Hi all!

> There is no easy way to punish the culprit.  The only thing you can do
> in the long run is refuse to interoperate with something that openly
> breaks applicable standards.  Otherwise you're not only rewarding the
> culprit, but destroying all the other tools because they will sooner
> or later collapse under the weight of kludges needed to support the
> broken HTML.

I can't argue with that. 
However, from the _user's_ point of view, _wget_ would seem to be broken, 
as the user's webbrowser probably shows everything correctly.
If it is decided that wget does not consider links with LF/CR 
in them, then IMHO, the user should get informed what happened. 
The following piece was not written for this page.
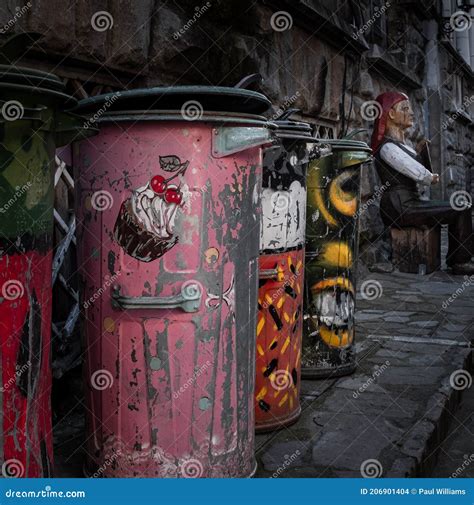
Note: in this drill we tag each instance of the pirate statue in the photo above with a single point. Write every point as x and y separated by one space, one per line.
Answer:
400 169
> > But if (for whatever reasons) an option is unavoidable, I would 
> > suggest something like
> > --relax_html_rules #integer
> > where integer is a bit-code (I hope that's the right term).
> 
> This is not what GNU options usually look like and how they work
> (underscores in option name, bitfields).  
underscores: Sorry, I just gave an example, I'm not a GNUer ;)
bitfields: Ok. Any (short) reason for that? Is it consider 
as not transparent or as ugly?

> But more importantly, I
> really don't think this kind of option is appropriate.  Wget should
> either detect the brokenness and handle it automatically, or refuse to
> acknowledge it altogether.  The worst thing to do is require the user
> to investigate why the HTML didn't parse, only to discover that Wget
> in fact had the ability to process it, but didn't bother to do so by
> default.

Hm, well, I can see your point there. 
But I think wget is already breaking this rule with the 
implementation of comment-parsing, or am I mistaken?
We could make "full relaxation" the default and 
use the inverted option --stricthtmlrules, to exclude certain 
relaxations. This is probably more "automatic downloading"ish.

CU
Jens






-- 
GMX Weihnachts-Special: Seychellen-Traumreise zu gewinnen!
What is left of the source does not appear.